The Canadian is up for his seventh Oscar nomination, for his work on "The Martian" this time, and says attending the star-studded bash never gets old. He's learned over the years to not take the competition too seriously.

"It's an honour to be nominated by your peers, because it is your peers in the sound branch," says Massey when reached by phone at his home in Ojai, Calif.

"Then once it gets to the general membership voting on the overall (nominations), it's really up in the air. There's a lot of factors that could influence the decision."

"The Martian" stars Matt Damon as an astronaut who is accidentally left behind on Mars and must figure out a way to survive until a rescue team returns.

Massey's job centred on handling the sci-fi film's dialogue and music.
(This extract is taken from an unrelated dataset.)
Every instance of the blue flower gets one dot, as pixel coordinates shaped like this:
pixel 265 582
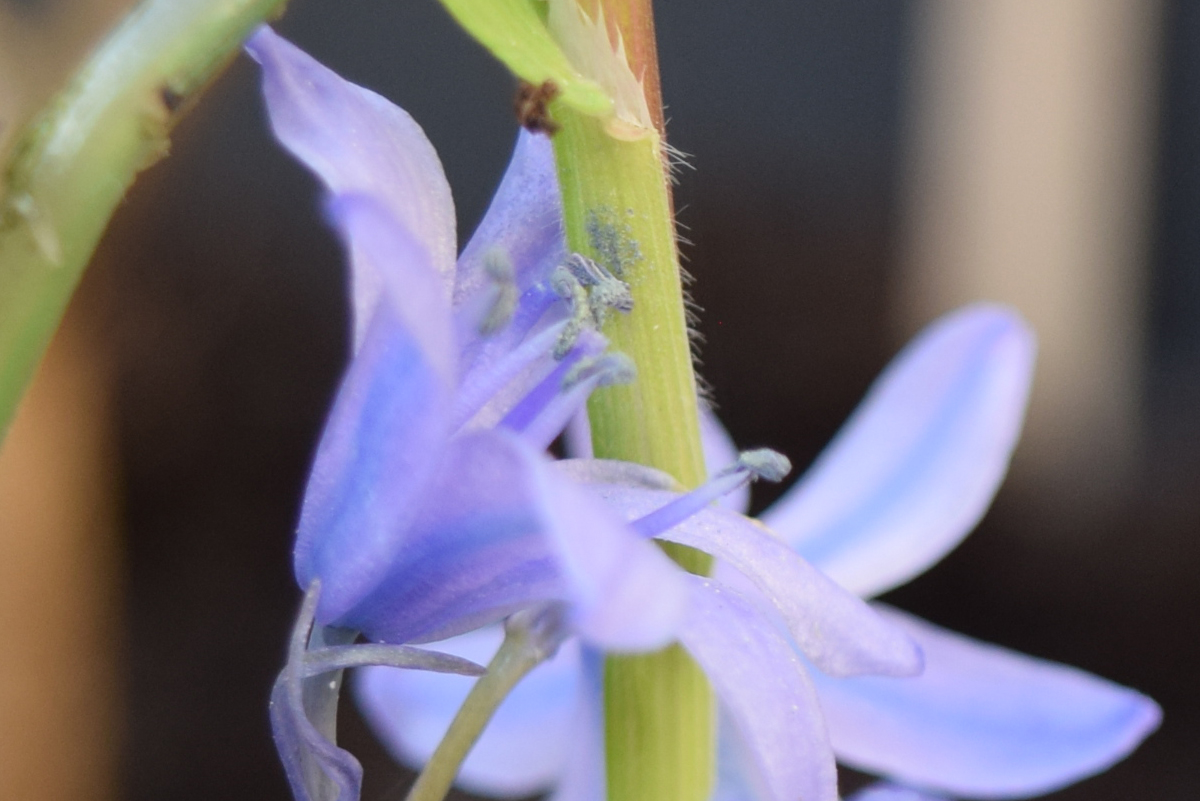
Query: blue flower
pixel 901 485
pixel 432 509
The dialogue demanded a variety of treatments depending on whether astronauts were communicating with each other in their helmets, transmitting their voices back to Earth, or having their voices broadcast to NASA or an outdoor audience in New York's Times Square.
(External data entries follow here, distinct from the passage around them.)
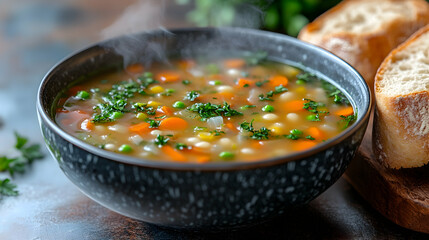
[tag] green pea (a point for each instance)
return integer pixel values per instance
(125, 148)
(82, 95)
(116, 115)
(268, 108)
(226, 155)
(296, 132)
(179, 104)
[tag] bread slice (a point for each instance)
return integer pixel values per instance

For long-distance transmissions between the spaceship and Earth, Massey and his team captured the crackle and squeal of an analogue AM transmitter to mimic distortion.

"There were over 50 different treatments that needed to be achieved throughout the film, apart from just straight dialogue," says Massey, who was born in England and moved to Toronto at age 19 to work in the music business. He moved to Los Angeles to work in film 13 years later.
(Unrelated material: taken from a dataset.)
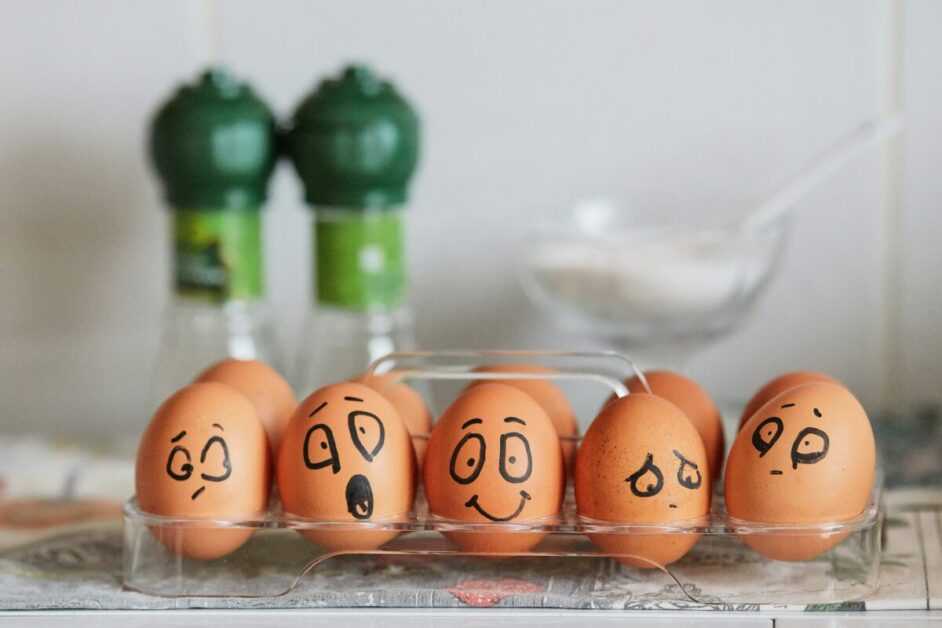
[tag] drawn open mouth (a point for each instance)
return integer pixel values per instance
(473, 503)
(359, 495)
"Part of that challenge was also just to not only keep it interesting and realistic, but also to keep it legible. And make sure people were not losing the plot and misunderstanding dialogue, or not understanding dialogue."

"The Martian" is Massey's fifth film with director Ridley Scott. He calls him "a fireball of ideas" and very personable.

"He was looking for a definite sense of isolation, claustrophobia, (a focus on) Matt Damon's breath -- whether he was in the helmet or in the rover or the (habitation module), the environment where he was living -- he wanted the constant sense of the outside that was there ready to kill him at any time," says Massey, who most recently work on "Deadpool," and next tackles the new "X-Men" film.

Massey faces off against another Canuck in his category: Vancouver-based Chris Duesterdiek for "The Revenant."

Massey's previous nominations cover the gamut: "3:10 to Yuma," "Pirates of the Caribbean: Dead Man's Chest," "Walk the Line," "Master and Commander: The Far Side of the World," "Air Force One," and "Legends of the Fall."

But he says "The Martian" holds a special place for him.

"I have to say it's one of the few films that I still really enjoy watching," he says.

"When you've finished mixing (a film), you've watched it hundreds of times and typically I don't really want to see it again for a few months. But 'The Martian' I've always enjoyed."

The Oscars air Sunday on ABC and CTV.